Managing natural disaster debris

Mountains of rubble are devastating trademarks of tornadoes, earthquakes, hurricanes and other natural disasters. They hinder recovery and stand as emotional reminders of loss.
 
Research on how best to deal with the debris is limited, but UNL engineer Terri Norton is working to fill the void. Her studies of disaster debris management and recycling are giving communities information to better plan for and rebuild after disasters.
 
“Disasters are affecting communities all across the globe,” said Norton, an associate professor in the Charles W. Durham School of Architectural Engineering and Construction at the Peter Kiewit Institute in Omaha. “We need to understand ways in which we can help communities recover.”
 
She’s working with the U.S. Geological Survey as part of a team investigating what would happen if a large tsunami struck California’s coastline.
 
Norton is developing models to determine how much and what types of debris would be generated and how best to manage it. She’s primarily investigating anticipated debris in southern California residential areas and at the Long Beach and Los Angeles ports. She’ll use the results to analyze existing emergency plans to determine if their debris management strategies are appropriate.
 
Not all debris requires disposal.

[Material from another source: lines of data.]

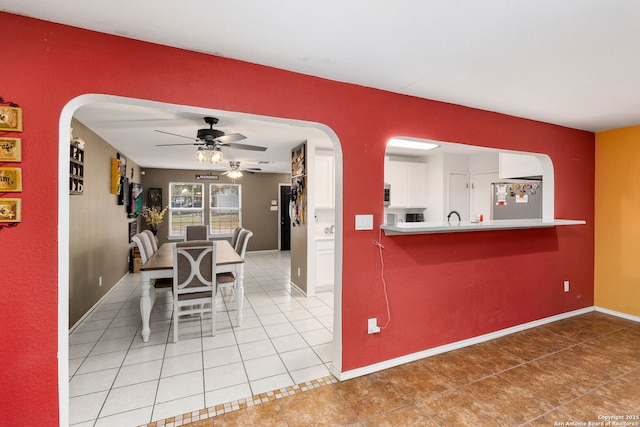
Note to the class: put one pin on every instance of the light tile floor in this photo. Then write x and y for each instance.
(117, 380)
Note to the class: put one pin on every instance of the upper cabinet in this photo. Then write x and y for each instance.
(408, 184)
(324, 182)
(519, 165)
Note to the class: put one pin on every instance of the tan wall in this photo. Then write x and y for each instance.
(258, 190)
(98, 228)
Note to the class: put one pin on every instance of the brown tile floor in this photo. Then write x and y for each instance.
(574, 370)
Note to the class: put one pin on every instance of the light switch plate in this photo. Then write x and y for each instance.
(364, 222)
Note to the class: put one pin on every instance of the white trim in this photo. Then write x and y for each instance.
(618, 314)
(365, 370)
(63, 224)
(85, 315)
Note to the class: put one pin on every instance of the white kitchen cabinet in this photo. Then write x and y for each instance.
(519, 165)
(325, 254)
(408, 184)
(324, 182)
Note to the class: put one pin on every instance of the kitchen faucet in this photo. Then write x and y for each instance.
(452, 213)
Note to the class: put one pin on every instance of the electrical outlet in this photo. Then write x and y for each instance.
(372, 326)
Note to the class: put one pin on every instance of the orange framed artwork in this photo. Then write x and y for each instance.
(10, 119)
(10, 210)
(10, 180)
(10, 150)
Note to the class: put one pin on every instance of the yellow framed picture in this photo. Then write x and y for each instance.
(10, 119)
(10, 150)
(10, 180)
(10, 210)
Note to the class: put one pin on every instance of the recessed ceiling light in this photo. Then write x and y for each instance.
(408, 143)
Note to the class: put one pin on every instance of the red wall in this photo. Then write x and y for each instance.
(442, 288)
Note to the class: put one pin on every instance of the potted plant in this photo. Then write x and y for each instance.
(153, 217)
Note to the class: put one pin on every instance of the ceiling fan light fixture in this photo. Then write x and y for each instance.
(216, 156)
(200, 155)
(235, 174)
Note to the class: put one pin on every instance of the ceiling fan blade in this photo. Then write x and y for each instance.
(245, 147)
(178, 145)
(175, 134)
(232, 137)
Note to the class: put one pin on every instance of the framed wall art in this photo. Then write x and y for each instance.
(10, 119)
(10, 150)
(10, 210)
(10, 180)
(155, 198)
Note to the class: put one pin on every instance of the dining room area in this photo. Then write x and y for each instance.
(283, 347)
(132, 361)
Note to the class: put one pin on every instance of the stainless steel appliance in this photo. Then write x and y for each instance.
(516, 199)
(413, 217)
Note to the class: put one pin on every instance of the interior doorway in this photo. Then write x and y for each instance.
(284, 225)
(64, 236)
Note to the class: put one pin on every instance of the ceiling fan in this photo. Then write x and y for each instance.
(236, 172)
(213, 140)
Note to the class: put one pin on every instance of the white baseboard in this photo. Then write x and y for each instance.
(84, 316)
(365, 370)
(618, 314)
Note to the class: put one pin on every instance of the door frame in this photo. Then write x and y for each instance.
(64, 133)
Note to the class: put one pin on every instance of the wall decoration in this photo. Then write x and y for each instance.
(10, 210)
(115, 176)
(123, 195)
(10, 180)
(298, 161)
(155, 198)
(298, 187)
(135, 207)
(10, 118)
(133, 229)
(76, 168)
(10, 150)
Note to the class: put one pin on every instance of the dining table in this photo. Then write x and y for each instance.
(160, 266)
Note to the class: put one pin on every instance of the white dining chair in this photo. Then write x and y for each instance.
(234, 237)
(194, 282)
(152, 239)
(142, 248)
(228, 280)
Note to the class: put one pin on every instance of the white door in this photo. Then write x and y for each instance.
(481, 193)
(459, 194)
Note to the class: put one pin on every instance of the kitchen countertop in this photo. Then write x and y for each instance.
(466, 226)
(324, 236)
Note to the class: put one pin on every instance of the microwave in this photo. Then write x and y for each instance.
(387, 194)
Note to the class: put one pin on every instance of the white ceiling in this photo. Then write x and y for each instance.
(574, 63)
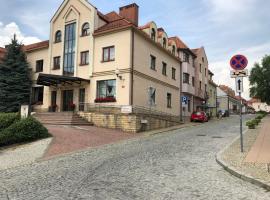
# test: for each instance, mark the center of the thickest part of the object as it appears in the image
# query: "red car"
(199, 117)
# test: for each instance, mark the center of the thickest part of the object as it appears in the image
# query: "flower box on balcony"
(105, 100)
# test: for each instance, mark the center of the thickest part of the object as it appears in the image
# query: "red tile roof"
(114, 25)
(112, 16)
(179, 43)
(146, 26)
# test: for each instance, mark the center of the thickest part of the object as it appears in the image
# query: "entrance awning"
(54, 80)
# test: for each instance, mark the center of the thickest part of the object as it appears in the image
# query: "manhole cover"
(218, 137)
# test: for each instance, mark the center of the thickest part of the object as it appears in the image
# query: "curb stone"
(238, 173)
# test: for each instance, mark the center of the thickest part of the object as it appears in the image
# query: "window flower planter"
(105, 100)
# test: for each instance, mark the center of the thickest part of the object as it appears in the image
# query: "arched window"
(58, 36)
(153, 34)
(173, 50)
(164, 42)
(85, 29)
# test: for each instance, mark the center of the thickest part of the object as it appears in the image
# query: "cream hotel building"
(108, 59)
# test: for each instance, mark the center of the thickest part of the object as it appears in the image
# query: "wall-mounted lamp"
(117, 73)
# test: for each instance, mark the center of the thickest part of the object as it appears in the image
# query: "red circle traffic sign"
(239, 62)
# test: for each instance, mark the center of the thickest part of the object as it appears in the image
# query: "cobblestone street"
(176, 165)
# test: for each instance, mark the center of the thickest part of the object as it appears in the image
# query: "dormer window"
(153, 34)
(164, 44)
(85, 29)
(58, 36)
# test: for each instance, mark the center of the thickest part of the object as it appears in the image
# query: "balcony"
(187, 68)
(187, 88)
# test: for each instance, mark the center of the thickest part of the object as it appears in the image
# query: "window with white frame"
(152, 96)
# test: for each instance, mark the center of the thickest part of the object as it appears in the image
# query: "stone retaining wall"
(127, 122)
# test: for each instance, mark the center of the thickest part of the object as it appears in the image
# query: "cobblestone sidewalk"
(23, 154)
(234, 161)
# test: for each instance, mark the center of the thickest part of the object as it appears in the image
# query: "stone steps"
(68, 118)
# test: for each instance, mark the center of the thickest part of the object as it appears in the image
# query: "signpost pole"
(239, 63)
(241, 124)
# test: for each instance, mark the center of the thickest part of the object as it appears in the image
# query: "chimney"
(131, 13)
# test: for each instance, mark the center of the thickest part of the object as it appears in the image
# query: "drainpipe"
(181, 90)
(228, 105)
(132, 68)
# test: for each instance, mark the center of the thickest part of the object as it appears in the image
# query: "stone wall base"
(132, 123)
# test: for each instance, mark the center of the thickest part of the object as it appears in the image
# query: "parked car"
(199, 117)
(224, 113)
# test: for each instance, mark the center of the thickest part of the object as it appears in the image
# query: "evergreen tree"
(260, 80)
(15, 78)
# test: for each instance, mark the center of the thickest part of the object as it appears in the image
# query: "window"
(85, 58)
(153, 62)
(186, 57)
(81, 99)
(58, 36)
(106, 89)
(85, 29)
(173, 50)
(108, 54)
(169, 100)
(173, 73)
(69, 49)
(37, 95)
(152, 96)
(164, 44)
(164, 68)
(186, 78)
(39, 66)
(56, 62)
(153, 34)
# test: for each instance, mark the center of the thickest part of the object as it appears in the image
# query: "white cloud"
(223, 10)
(222, 68)
(7, 31)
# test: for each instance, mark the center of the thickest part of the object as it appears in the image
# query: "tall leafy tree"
(15, 78)
(260, 80)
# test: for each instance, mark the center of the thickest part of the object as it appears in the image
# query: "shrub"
(259, 116)
(25, 130)
(251, 124)
(7, 119)
(263, 113)
(256, 121)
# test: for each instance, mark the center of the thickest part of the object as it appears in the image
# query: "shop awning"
(54, 80)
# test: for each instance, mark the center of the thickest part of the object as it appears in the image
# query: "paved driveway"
(178, 165)
(68, 139)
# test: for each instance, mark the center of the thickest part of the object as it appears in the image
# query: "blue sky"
(223, 27)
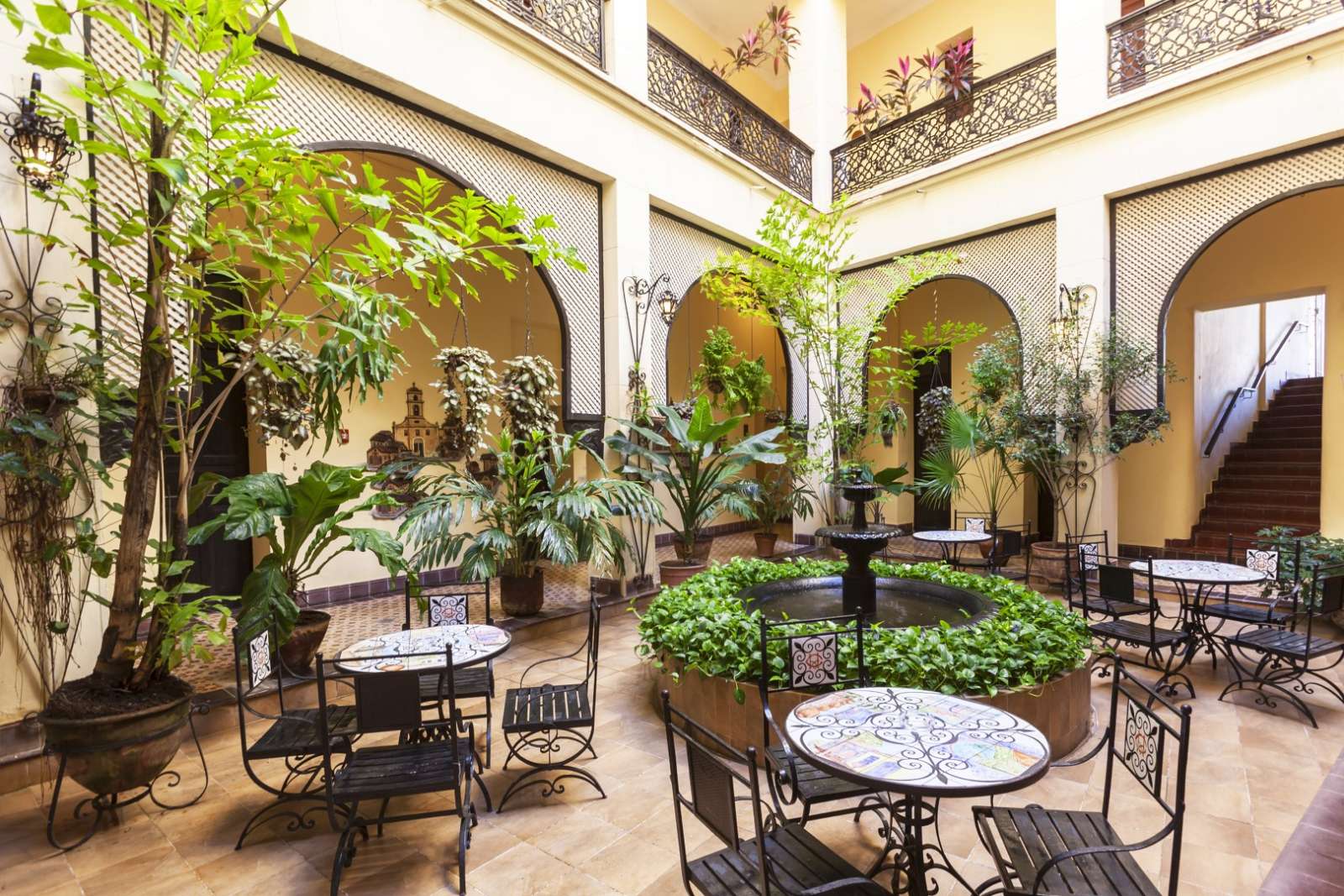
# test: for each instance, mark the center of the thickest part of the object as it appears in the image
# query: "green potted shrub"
(304, 524)
(701, 477)
(537, 512)
(779, 495)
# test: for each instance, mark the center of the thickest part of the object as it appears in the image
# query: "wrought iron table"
(425, 647)
(917, 747)
(1205, 575)
(951, 542)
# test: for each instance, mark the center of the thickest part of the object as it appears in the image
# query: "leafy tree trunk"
(144, 472)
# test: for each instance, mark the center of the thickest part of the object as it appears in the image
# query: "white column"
(817, 85)
(628, 45)
(1082, 51)
(1082, 249)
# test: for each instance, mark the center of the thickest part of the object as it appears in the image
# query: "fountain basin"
(900, 602)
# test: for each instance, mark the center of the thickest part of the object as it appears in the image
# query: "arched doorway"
(937, 301)
(1230, 307)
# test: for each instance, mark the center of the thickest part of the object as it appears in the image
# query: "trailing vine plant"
(467, 387)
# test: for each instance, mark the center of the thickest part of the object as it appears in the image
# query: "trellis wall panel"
(682, 251)
(326, 109)
(1162, 231)
(1016, 262)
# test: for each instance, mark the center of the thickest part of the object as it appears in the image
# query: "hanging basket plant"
(528, 392)
(280, 392)
(933, 409)
(467, 387)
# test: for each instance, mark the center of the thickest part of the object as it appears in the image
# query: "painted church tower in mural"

Norton also is researching recycling debris for potential use in reconstruction. In one project she is examining the structural characteristics of concrete from damaged buildings and whether it can be used in concrete mixes to build temporary shelters. She’s also studying rubber from tires as another potentially recyclable material.
 
In her travels to disaster sites, including the 2011 Japan earthquake and tsunami, Norton said she’s come to appreciate her research’s social aspects. Rubble may have personal value or cultural or religious significance, which also must factor in to debris management.
 
“For civil engineers, our key goal is human safety,” Norton said. “So understanding how a disaster affects our community and improving how our community recovers and becomes more resilient after these types of events is what’s important to me.”